In principle, this puts a 400-500ft no-fly ‘bubble’ around any village, town, city or other complex, such as airports. In practice however, it seems too many are either unaware of - or do not care about - the regulations.

Nonetheless, anyone caught operating a drone in violation of the CAA rules, or flying in a dangerous manner could face an unlimited fine and up to five years in prison. The drone itself would also be seized by the police and the court has powers to prevent anyone convicted of owning or using a drone for a period of time.

Tougher sentences

The punishments available to the courts are severe and the government is readying a new set of measures to crack down on reckless drone users. This could include tougher sentences, an introduction of mandatory safety tests and registration of all privately owned drones.

In expectation of a new crop of drones taking to the skies over Christmas, the police and aviation authorities issued a statement in December, urging users to read up on the rules and regulations about drones before making their maiden flight.

The CAA’s ‘DroneCode’ is available online alongside the ‘Drone Assist’ app through the App Store and Google Play. This platform, provided by NATS, the UK’s main air traffic control provider, presents users with an interactive map of restricted airspace, hazards in the air and on the ground, security and privacy risks. 

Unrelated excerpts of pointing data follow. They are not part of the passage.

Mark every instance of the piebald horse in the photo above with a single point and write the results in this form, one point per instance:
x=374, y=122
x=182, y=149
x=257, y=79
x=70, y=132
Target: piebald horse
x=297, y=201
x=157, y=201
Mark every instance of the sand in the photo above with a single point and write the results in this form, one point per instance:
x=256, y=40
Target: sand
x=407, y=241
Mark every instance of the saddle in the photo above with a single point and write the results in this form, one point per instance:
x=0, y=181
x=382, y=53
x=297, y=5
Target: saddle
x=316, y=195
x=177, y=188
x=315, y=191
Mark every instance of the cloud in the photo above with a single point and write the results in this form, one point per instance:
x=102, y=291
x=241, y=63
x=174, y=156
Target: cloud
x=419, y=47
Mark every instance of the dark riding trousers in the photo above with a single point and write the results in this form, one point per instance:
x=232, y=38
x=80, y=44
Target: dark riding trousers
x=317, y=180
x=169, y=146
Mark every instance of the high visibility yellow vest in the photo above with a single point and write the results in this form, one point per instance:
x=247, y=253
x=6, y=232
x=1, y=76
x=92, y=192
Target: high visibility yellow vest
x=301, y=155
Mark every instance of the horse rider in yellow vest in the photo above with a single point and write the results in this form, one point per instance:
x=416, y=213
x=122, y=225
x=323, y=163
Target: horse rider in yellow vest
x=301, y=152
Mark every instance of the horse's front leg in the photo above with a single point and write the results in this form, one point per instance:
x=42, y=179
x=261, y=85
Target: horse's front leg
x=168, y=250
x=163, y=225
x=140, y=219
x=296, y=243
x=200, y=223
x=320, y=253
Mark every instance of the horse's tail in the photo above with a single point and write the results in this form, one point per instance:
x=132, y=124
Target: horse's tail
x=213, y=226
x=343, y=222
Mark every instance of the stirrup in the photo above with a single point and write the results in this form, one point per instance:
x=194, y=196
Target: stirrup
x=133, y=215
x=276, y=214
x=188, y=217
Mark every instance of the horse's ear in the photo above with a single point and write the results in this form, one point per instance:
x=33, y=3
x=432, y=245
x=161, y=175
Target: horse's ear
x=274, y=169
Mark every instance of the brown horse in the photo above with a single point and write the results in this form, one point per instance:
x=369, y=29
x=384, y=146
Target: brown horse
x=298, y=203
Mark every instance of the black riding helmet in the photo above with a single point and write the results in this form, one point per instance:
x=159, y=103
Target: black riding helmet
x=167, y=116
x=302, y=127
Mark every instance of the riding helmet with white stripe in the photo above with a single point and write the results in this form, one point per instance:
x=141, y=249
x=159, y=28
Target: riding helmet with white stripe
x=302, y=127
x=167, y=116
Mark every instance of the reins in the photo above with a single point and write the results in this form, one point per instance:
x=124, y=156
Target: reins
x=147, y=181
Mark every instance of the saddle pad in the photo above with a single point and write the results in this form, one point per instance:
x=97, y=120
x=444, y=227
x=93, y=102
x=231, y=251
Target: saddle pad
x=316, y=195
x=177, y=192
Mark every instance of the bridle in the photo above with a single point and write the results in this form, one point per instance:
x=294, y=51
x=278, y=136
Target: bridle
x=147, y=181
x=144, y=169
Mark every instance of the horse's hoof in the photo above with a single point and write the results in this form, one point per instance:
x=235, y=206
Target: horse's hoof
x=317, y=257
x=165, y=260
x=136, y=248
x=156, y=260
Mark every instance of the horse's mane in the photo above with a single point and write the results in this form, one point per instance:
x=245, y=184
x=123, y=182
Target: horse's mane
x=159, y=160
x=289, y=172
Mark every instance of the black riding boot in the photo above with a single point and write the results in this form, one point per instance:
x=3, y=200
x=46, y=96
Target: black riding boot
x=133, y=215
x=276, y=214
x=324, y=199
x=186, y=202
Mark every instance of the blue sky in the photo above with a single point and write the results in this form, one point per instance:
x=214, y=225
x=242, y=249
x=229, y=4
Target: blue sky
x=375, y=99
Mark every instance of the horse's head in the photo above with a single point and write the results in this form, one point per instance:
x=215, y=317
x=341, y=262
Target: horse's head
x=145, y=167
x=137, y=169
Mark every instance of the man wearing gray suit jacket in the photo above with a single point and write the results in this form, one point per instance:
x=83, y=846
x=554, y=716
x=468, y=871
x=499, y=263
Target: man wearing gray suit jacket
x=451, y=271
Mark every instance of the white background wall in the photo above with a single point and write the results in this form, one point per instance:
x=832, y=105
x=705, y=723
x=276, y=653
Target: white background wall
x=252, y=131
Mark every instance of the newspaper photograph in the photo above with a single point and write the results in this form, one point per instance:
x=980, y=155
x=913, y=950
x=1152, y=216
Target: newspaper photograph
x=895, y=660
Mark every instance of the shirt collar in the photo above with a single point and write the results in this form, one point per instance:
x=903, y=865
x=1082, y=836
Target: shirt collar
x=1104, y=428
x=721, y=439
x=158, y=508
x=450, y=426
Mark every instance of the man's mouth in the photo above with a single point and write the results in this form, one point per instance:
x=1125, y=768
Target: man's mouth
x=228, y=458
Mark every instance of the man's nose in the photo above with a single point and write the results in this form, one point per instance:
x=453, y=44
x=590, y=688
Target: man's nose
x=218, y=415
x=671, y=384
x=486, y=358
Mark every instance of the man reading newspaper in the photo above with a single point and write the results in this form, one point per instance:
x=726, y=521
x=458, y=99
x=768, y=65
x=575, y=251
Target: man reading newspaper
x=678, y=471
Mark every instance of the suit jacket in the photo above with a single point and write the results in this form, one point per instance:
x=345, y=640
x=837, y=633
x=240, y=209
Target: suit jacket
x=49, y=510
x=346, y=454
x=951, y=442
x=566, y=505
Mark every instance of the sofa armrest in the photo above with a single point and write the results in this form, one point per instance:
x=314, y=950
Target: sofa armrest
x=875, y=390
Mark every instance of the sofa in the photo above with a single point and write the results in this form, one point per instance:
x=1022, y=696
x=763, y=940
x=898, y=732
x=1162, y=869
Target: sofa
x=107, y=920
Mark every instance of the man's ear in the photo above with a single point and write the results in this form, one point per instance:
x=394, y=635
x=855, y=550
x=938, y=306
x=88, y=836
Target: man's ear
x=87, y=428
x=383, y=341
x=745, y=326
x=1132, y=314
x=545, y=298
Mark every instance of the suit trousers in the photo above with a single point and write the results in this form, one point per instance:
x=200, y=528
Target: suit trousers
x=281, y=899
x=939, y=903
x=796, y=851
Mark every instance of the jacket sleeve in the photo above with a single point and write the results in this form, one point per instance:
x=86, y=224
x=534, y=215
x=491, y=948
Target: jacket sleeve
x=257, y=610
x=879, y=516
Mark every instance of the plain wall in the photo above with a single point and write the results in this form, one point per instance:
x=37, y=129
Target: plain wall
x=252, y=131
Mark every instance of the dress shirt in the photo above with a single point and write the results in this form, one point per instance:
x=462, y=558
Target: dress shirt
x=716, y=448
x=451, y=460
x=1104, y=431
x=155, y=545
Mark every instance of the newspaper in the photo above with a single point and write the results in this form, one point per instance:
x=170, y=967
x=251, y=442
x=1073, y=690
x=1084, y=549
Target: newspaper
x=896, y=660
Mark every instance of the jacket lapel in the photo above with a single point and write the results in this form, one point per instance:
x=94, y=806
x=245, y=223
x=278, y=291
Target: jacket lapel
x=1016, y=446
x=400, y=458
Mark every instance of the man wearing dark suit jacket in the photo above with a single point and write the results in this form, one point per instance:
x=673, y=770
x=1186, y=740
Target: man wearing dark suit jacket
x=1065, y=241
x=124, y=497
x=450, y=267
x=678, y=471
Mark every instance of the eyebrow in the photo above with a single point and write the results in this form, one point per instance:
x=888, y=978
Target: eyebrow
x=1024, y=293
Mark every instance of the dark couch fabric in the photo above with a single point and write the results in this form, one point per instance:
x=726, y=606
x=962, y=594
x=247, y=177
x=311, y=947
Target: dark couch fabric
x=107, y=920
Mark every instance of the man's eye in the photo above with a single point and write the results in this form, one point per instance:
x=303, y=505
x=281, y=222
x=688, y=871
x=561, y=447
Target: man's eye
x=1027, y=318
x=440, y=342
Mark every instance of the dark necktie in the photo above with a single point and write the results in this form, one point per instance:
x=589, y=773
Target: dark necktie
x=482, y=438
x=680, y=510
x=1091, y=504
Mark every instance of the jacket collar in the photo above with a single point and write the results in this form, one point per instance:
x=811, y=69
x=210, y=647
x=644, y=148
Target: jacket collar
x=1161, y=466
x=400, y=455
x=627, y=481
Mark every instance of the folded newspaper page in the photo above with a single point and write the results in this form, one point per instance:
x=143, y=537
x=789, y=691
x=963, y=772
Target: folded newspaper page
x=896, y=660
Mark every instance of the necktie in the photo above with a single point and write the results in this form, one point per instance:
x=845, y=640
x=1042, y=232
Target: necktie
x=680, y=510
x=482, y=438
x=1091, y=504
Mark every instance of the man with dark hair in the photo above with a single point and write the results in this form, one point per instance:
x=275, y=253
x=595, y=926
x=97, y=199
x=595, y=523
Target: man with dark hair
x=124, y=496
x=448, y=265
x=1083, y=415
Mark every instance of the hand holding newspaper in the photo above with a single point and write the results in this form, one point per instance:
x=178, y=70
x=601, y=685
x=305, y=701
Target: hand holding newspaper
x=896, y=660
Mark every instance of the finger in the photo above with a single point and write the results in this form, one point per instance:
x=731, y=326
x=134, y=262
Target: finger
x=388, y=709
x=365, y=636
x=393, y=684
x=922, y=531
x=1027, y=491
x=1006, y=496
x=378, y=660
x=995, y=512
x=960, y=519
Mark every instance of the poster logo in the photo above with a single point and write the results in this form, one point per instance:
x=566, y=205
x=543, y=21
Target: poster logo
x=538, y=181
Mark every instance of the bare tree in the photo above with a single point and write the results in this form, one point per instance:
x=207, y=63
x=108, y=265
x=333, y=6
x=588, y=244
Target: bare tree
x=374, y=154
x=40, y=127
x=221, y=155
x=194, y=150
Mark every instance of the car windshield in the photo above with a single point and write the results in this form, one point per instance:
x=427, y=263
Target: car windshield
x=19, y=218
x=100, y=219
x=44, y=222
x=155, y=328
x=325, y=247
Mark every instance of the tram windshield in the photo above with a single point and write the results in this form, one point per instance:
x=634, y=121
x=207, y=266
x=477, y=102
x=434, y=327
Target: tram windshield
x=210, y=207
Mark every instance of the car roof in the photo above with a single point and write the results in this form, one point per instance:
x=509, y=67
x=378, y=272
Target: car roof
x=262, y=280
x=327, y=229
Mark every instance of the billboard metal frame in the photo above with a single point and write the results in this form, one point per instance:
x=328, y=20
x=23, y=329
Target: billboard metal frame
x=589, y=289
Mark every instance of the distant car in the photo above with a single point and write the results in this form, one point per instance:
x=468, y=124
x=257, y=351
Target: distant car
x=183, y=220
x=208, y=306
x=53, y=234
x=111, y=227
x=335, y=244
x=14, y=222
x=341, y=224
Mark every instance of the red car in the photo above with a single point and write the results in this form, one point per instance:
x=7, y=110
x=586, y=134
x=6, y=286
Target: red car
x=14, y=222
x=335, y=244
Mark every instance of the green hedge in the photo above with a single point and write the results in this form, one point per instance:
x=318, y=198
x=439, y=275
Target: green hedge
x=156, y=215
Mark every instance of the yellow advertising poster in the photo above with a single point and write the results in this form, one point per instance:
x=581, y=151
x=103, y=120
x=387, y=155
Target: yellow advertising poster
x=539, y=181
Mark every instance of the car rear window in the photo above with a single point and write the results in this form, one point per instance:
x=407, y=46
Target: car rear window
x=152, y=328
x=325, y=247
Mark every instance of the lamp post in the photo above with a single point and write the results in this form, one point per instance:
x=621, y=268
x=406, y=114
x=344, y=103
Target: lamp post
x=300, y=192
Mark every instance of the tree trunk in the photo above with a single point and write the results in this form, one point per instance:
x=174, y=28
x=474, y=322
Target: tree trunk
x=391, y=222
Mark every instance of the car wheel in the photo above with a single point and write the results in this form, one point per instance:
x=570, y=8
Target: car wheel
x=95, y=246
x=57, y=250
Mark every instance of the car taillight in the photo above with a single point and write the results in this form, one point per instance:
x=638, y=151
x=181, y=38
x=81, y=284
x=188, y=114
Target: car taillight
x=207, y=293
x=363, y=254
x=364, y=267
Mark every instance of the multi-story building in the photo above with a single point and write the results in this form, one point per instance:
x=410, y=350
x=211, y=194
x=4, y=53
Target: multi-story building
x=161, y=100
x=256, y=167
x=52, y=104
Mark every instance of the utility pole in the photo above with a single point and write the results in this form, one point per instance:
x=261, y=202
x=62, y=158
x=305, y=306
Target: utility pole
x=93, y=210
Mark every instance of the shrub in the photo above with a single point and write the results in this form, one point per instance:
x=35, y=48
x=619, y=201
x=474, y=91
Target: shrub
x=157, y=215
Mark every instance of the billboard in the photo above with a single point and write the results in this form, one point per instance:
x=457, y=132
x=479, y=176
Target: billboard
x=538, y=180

    • Legislative reforms? Davinder virdi
    • Posted

    I found this to be an extremely interesting article. I recently stumbled on an article exploring the commercial and economical benefits of having proper drone navigation skills. That has already been demonstrated in recent times by professional photographers and movie directors who are adopting this technology to further improve and add another dimension to their work. With that in mind I had honestly addressed the possibility of even investing in one and perhaps developing those skills myself for the foreseeable future, if not for my own personal amusement but also the endless capabilities they may open doors for. That said, I think that the legislative framework (embodied within current CAA protocols) is will get an overhaul in much the same way hover boards did in that I think the current rules will be diluted and saturated into a format that is openly digestible and enforcement is far quicker and effective than those already. It is inevitable that parliament will legislate to govern the recent developments in technology in the same reactive manner it did with revenge porn.